Oftersheim

Evangelische Kirche Levental-Trio vereint auserlesene Kompositionen verschiedener Länder und Epochen / Musiker erzeugen Emotionalität in Vollendung

Sie legen harmonischen Klangteppich

Archivartikel

Oftersheim.Mit seinem engagierten partnerschaftlichen Spiel brachte das Levental-Trio die evangelische Kirche aufs Schönste zum Klingen. Für seinen Auftritt hat es ein besonderes Programm zusammengestellt, das auserlesene Kompositionen verschiedener Länder und Epochen vereinte. Gleichberechtigt standen hier Mozart neben Stücken von Mendelssohn Bartholdy im Wechsel mit Kompositionen des Tschechen Dvorak, der Italiener Antonio B. Bruni und Enrico Toselli, des Engländers Edward Elgar oder des Russen Dmitri Schostakowitsch.

Beseelt vom diskursiven Geist der Kammermusik und gleichzeitig betörend brillant spielte das Trio mit Alexander Levental (Klavier und Orgel), Susanne Phieler (Violine) und Stephanie Phieler-Gaidarow (Viola) all diese Stücke und begeisterte damit bis zum Schluss das Publikum. Dass dieses sich trotz der Hitze getraut habe, in die Kirche zu kommen, freute Pfarrerin Sibylle Rolf, „Sie werden es bestimmt nicht bereuen“, sagte sie in ihrer Begrüßung.

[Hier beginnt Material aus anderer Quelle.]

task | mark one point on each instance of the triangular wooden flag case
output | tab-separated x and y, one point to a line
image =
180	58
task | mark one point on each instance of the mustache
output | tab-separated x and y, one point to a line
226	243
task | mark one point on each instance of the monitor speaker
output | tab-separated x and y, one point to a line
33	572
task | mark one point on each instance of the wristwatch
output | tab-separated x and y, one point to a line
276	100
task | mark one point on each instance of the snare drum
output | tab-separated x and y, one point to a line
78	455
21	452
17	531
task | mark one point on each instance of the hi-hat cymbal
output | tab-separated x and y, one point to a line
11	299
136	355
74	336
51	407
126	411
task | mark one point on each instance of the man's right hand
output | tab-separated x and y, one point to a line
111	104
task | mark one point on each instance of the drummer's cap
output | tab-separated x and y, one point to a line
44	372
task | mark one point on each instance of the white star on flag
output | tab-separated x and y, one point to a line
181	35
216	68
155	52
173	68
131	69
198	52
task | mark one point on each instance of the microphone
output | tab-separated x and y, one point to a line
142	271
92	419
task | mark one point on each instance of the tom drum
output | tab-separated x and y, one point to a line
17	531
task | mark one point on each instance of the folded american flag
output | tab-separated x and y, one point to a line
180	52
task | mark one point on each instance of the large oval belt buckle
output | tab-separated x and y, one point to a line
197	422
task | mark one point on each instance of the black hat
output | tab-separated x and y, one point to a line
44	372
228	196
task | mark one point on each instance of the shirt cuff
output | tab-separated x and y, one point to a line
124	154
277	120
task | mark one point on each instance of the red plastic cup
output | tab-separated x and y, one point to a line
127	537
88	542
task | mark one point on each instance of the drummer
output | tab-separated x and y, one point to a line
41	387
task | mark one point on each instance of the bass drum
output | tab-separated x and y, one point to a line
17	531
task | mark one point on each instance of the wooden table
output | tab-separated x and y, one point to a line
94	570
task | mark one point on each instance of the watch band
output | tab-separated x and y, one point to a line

Mustergültige Interpretation

Und tatsächlich: Dort, im Schutz vor der sengenden Sonne, bekam es Musik geboten, deren mustergültige Interpretation allen ein besonderes Hörvergnügen bereitete. „So etwas außergewöhnlich Schönes hört man hier selten“, war die einhellige Reaktion der Besucher.

Der gefragte Organist, Cembalist und Pianist Alexander Levental, der seit 1997 als Kirchenmusiker im Rhein-Neckar-Raum tätig ist, fiel sofort mit seinem facettenreichen Spiel auf – sowohl als Solist an der Orgel, wo er auf der Empore zwei kurze „Lieder ohne Worte“ von Felix Mendelssohn Bartholdy (1809 bis 1847) zu Gehör brachte, als auch als einfühlsamer Begleiter am Klavier. Wie wunderbar aufeinander eingespielt das Trio agierte, war schon eingangs bei der Wiedergabe von Wolfgang Amadeus Mozarts (1756 bis 1791) Kirchensonaten (KV 245, 67 und 224) zu hören.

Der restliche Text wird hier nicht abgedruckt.